Here is the complete server function. You are now ready to run the app.

server <- function(input, output) {
    output[["sesync_map"]] <- renderLeaflet({
        leaflet() %>% 
            setView(lng = -76.505206, lat = 38.9767231, 
                    zoom = 8) %>%
            addTiles() %>%
            addMarkers(lng = -76.505206, lat = 38.9767231, 
                       popup = "SESYNC") %>%
            addPolygons(data = counties_md, fill = FALSE)  %>%
            addRasterImage(nlcd_proj, opacity = 0.7, 
                           project = FALSE)

Map layer controls

We complete this lesson by adding some interactive control to toggle specific layers on the map.
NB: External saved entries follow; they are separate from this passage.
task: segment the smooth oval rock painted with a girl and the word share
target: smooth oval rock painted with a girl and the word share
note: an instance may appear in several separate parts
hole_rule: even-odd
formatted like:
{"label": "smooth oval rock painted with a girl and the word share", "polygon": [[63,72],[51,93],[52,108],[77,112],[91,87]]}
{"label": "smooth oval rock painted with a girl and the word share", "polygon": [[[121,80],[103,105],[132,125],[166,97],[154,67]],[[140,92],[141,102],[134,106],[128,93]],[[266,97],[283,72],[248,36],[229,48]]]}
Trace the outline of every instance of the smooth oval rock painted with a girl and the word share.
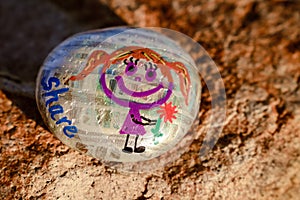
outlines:
{"label": "smooth oval rock painted with a girl and the word share", "polygon": [[193,59],[150,29],[77,34],[46,58],[37,78],[41,115],[63,143],[103,161],[165,154],[194,122],[201,84]]}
Open the data/cb_2016_md_county_5m handout. It is identical to the previous app code, except for a few additional lines in the server function.

First, notice that we assigned the polygons layer to a group named “MD counties”.

        addPolygons(data = counties_md, fill = FALSE, 
                    group = "MD counties") %>%

We add two separate raster layers, each produced by masking all but a single land cover class. We put each layer in a group named for its land cover class and assign it a color.

        addRasterImage(mask(nlcd_proj, nlcd_proj == 41, 
                            maskvalue = FALSE),
                       group = "Deciduous Forest", 
                       colors = "green", project = FALSE) %>%
        addRasterImage(mask(nlcd_proj, nlcd_proj == 81, 
                            maskvalue = FALSE),
                       group = "Pasture", 
                       colors = "yellow", project = FALSE) %>%

We then call addLayersControl to add controls that toggle between the two rasters (baseGroups) with the option of overlaying the county polygons (overlayGroups).

        addLayersControl(baseGroups = c("Deciduous Forest", 
                         overlayGroups = c("MD counties"))

You can now run the app and try the layer controls.


In addition to these controls embedded in the map, it is possible to modify a map based on other input objects in the Shiny app. See the SuperZip app in the Shiny gallery for a full example.